Monday, September 17, 2007

Withdrawal, mercenary withdrawal


It is time to withdraw...the contractors and mercenaries.

There are hundreds of thousands of them. They have cost the US government, meaning the U.S. taxpayers, tens of billions of dollars. They have exacerbated the cultural and political conflict through improper behavior and improper training. They have participated in massive fraud - losing billions of dollars in government allotted contract money, extorting and cheating on critical deliveries of necessary items and supplies.

They perform (actually they DON'T!) tasks that could and should be performed by the Iraqi people; tasks that could and should be performed by the US military. The Iraqi people have the expertise, know-how, and connections to do construction, rebuilding, maintenance, and security - cheaper, more efficiently, and with a better eye for their own peoples' needs. The US military can (and up until this conflict, always has) provide meals, shelter, water, and logistical support for the troops and forward bases.

Halliburton, KBR, Bechtel, Blackwater and all the other corporate leeches getting fat off of taxpayer dollars and FAILING to deliver on the promised critical supplies and support, need to go. We do not need to keep paying them to do the job: 1) Because the job cannot be done by them, and 2) Because they have patently failed to do that job, even with billions of dollars of cash, the support of the US military, and a free hand to do as they please in Iraq, regardless of the consequences of their actions.

Let's begin the immediate drawdown of the estimated 100,000 to 150,000 private contractors in Iraq. Let congress legislate the removal of the estimated 40,000 mercenaries in Iraq. I dont think Americans should be paying for the Iraqi PM's security and certainly not at the rates Blackwater charges - Iraqis can do that.

We do not think the US taxpayer should pay for overpriced, poor quality construction projects in Iraq - Iraqis can build schools, bridges, and power plants! If we want to pay for it, we should be paying the Iraqi construction companies, not the contractors. Besides, Bechtel is the same company that completely fucked up the Big Dig in Boston - how can we expect that they would be able to complete anything in a war zone, in a foreign nation?? They have not delivered on ANY of their promises...but the profits keep rolling in.

We think calling for the withdrawal of all non-essential personnel from Iraq would be a prudent thing at this stage. Democrats in the House and Senate can point to the billions we are paying these people without oversight. It's time to take these men and women out of harms way.

Using mercenaries and outsourcing war was never a good idea. Nor was
it ever, by any stretch of the imagination, cost effective. There were only 10,000 civilian contractors used in the first gulf war. This is 10- or 20-fold increase, all at the expense of the American taxpayer, with reduced results...and one could argue exceptionally bad, negative results. Remember Fallujah?
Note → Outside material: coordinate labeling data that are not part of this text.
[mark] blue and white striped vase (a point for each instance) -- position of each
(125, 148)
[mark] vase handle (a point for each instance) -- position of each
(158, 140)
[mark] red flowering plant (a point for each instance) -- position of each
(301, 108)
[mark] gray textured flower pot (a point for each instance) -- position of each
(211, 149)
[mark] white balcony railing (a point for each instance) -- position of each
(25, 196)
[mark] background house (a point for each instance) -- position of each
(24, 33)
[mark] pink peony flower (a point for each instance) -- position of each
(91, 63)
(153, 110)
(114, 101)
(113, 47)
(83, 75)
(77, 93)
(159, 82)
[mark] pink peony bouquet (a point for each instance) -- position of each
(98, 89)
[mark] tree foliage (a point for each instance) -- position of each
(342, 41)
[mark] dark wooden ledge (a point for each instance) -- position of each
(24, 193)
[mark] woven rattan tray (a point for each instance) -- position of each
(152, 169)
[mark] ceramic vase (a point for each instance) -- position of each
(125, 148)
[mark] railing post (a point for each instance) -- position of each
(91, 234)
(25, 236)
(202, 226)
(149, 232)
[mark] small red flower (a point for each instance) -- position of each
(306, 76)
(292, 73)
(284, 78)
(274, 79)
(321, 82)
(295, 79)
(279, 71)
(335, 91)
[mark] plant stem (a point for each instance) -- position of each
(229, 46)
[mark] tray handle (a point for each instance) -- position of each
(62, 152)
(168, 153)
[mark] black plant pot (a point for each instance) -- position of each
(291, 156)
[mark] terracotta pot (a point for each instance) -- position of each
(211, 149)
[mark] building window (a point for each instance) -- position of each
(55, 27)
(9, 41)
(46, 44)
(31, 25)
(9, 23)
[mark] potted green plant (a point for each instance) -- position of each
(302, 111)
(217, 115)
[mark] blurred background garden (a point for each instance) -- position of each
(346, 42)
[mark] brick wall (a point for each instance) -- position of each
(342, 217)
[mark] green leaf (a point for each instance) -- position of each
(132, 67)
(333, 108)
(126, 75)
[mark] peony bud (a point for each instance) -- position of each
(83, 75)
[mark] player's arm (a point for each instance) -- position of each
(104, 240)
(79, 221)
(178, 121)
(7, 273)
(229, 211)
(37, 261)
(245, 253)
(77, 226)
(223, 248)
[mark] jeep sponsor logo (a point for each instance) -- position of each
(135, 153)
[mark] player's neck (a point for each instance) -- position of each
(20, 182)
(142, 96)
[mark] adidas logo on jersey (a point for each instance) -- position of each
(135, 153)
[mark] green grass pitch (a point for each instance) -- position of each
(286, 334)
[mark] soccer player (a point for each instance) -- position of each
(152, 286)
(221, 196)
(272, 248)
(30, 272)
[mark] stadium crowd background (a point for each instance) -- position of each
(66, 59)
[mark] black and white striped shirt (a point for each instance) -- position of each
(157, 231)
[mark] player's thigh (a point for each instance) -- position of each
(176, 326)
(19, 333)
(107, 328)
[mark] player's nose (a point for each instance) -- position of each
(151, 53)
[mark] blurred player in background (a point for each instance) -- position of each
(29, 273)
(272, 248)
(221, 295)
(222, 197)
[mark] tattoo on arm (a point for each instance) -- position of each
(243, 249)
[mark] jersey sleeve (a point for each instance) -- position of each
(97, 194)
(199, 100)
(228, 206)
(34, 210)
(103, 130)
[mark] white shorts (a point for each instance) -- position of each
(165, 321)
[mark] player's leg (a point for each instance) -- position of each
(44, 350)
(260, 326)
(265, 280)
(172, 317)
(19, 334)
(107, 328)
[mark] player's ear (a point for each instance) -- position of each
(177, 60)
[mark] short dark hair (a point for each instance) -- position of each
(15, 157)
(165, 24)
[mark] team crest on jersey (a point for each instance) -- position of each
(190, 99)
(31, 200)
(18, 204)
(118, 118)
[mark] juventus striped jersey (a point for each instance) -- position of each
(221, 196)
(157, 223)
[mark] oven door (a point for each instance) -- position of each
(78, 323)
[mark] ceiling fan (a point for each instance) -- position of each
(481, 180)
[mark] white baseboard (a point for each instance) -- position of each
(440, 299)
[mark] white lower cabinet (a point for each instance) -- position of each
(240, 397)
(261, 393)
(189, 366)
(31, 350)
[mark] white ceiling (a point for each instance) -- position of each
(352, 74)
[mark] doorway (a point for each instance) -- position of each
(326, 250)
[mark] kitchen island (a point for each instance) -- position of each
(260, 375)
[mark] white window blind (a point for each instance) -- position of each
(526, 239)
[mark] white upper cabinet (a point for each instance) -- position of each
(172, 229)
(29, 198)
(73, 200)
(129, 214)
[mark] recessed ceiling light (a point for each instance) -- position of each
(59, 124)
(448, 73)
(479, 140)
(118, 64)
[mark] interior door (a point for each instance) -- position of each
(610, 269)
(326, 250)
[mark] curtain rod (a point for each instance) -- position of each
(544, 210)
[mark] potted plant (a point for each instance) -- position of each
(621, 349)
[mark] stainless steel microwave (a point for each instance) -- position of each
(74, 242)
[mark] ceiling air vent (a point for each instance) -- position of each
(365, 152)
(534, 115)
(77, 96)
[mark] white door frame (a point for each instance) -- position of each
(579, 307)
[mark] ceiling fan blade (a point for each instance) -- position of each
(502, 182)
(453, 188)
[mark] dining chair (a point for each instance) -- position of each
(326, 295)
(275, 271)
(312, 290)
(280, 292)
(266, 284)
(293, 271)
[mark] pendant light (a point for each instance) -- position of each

That area blew up in large part due to the actions of "contractors"...and it has been these same "contractors"
(read mercenaries) who have been at the "forefront" of cultural estrangement, shooting up houses, strong-arming the locals, and even worse, on a regular basis.

We call for the immediate withdrawal of all non essential personnel, which would mean all private contractors and mercenaries in the employ of the Bush administration.

Time to stop pouring money into the (offshore) accounts of the big multinationals; time to stop letting them run roughshod over the locals, over our soldiers, and exacerbating a conflict that they had a big hand in bungling; time to remove that particular bit of salt from the wounds. Bring those "contractors" home, save a bundle of money, remove a serious irritant, and use the savings to fully protect our troops.